# Any input on caring for Bee Tree seedlings



## Hogback Honey (Oct 29, 2013)

I am clueless, I started something like 30 seeds, after several weeks about 29 sprouted. I have 3 that are looking halfway decent, the rest all died.


----------



## tycobb48 (Jan 10, 2008)

I have 30 seeds I need to sprout, behind schedule...sounds like I should of held out for saplings...I did plant 1 1/2 pounds of sun chokes, so there should be some dearth help there...


----------



## beepro (Dec 31, 2012)

They seem to like the cooler but full sun weather better. The hot weather only slow them down
in full sun. Mine only 2" tall now but growing gradually on the ground. If you want some dearth help then
the borage (nectar and pollen) is the best so far this year. My bees cover them all day long until sunset.
Clover will be nice but I have not plant any this year. Mustard green and canola will help too in succession.
The bee tree can be stimulated by diluted compost tea and human urine if you don't have the horse urine #26.
See, all natural here.  Cover the soil with grass clippings will help too. And some natural worm casting mixed
in with the compost soil. Make some compost tea for them in moderate amount. Too much salt will kill them at
this sensitive age.


----------



## spunky (Nov 14, 2006)

Both seedlings are still going. One has 1 set of true leaves the other 2 sets, nice deep green color, but man are they growing slow .


----------



## heaflaw (Feb 26, 2007)

My limited experience is that their roots need plenty of room to grow. Maybe put them in larger pots.


----------



## beepro (Dec 31, 2012)

They are big trees so it is better to plant into the ground and water them well.
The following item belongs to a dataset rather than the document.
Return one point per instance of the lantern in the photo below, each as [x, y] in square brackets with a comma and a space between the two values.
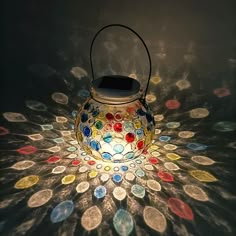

I don't think they
will bloom inside a small pot unless it is a big pot for growing them. I planted mine into the ground
and water them well. They are growing bigger everyday now under the full sun. I covered them with
a layer of fine sawdust to prevent evaporation. Once in a while I will give them some nitrogen fertilizer.
They are growing fast too!


----------



## KQ6AR (May 13, 2008)

You guys are good, I got one seed to sprout out of a 100. Its 5' tall in the front yard now. About 3 years old.


----------



## spunky (Nov 14, 2006)

Thanks for the replies ,they are only about about 3 inches tall , I will transplant then and see how it goes


----------



## beepro (Dec 31, 2012)

Be sure to plant it in full sun away from the busy location since your bees will be using this tree when it
flowers. Also the first few days cover it with a shade cloth so the roots can be develop. Under the hot
sun the leaves can be dry out if not shading it. Water it well too.


----------



## odfrank (May 13, 2002)

spunky said:


> Thanks for the replies ,they are only about about 3 inches tall , I will transplant then and see how it goes


I would not transplant them at that stage. Or, at least, do not break the soil around their roots. They are best transplanted dormant.


----------



## beepro (Dec 31, 2012)

Yes, because it is still very small the main root is not that long so it is safe to transplant with the
entire root ball with the soil attached otherwise the sun will dry out its leaves. I transplanted mine fine one month ago when
they are at 2.5".
But I have 2 trees so if one die I still have the other one. When it grows then I will not have to wait another year for this
tree to develop because the soil is better than the pot soil. Once it grows then I can care for it better than the potted tree.
Nutrients on the ground is more available where as the pot soil will accumulate salts from the fertilizer. Over all, it does not
grow that well in a pot. That is why I put them on the ground because they did not grow much. On the ground they grow faster.
So from 2.5" to almost 6" is pretty good. Don't you think so?


----------



## odfrank (May 13, 2002)

My secrets: sow in a 2'+ deep box early spring. They will grow 2' or more in six months. Bareroot in winter and plant out.
Send me $$$ for these secrets. Paypal to: [email protected]
My beds this year:


My product:


----------



## Charlie B (May 20, 2011)

Mine are all dead so.......


----------



## beepro (Dec 31, 2012)

Why yours are all dead now?
Don't you know how to take care of them? Must bee the drought we are
having, huh. Don't worry, I got that cover too.
I will give you my secret for taking care of them for "FREE."
But it might not bee as good as odfrank's. Still good though.


----------



## spunky (Nov 14, 2006)

Well I set my containers out in the garden with 12 plus hours and sun, and well nothing, have not grown 1/2 in 2 weeks


----------



## odfrank (May 13, 2002)

Liquid chemical fertilizer like Miracle grow will help with any nutrient deficiency. Or manure tea. Which Charlie should have used as he has plenty.


----------



## lilhouseonprairie (Jun 19, 2014)

When planting tree seeds try to put them in the pot you want them in for a few months, so a 1 gallon nursery pot or bigger. Or, go right into the ground. It's better nto to transplant young seedlings until they're well established and a bit woody - the winter after you start the seeds. 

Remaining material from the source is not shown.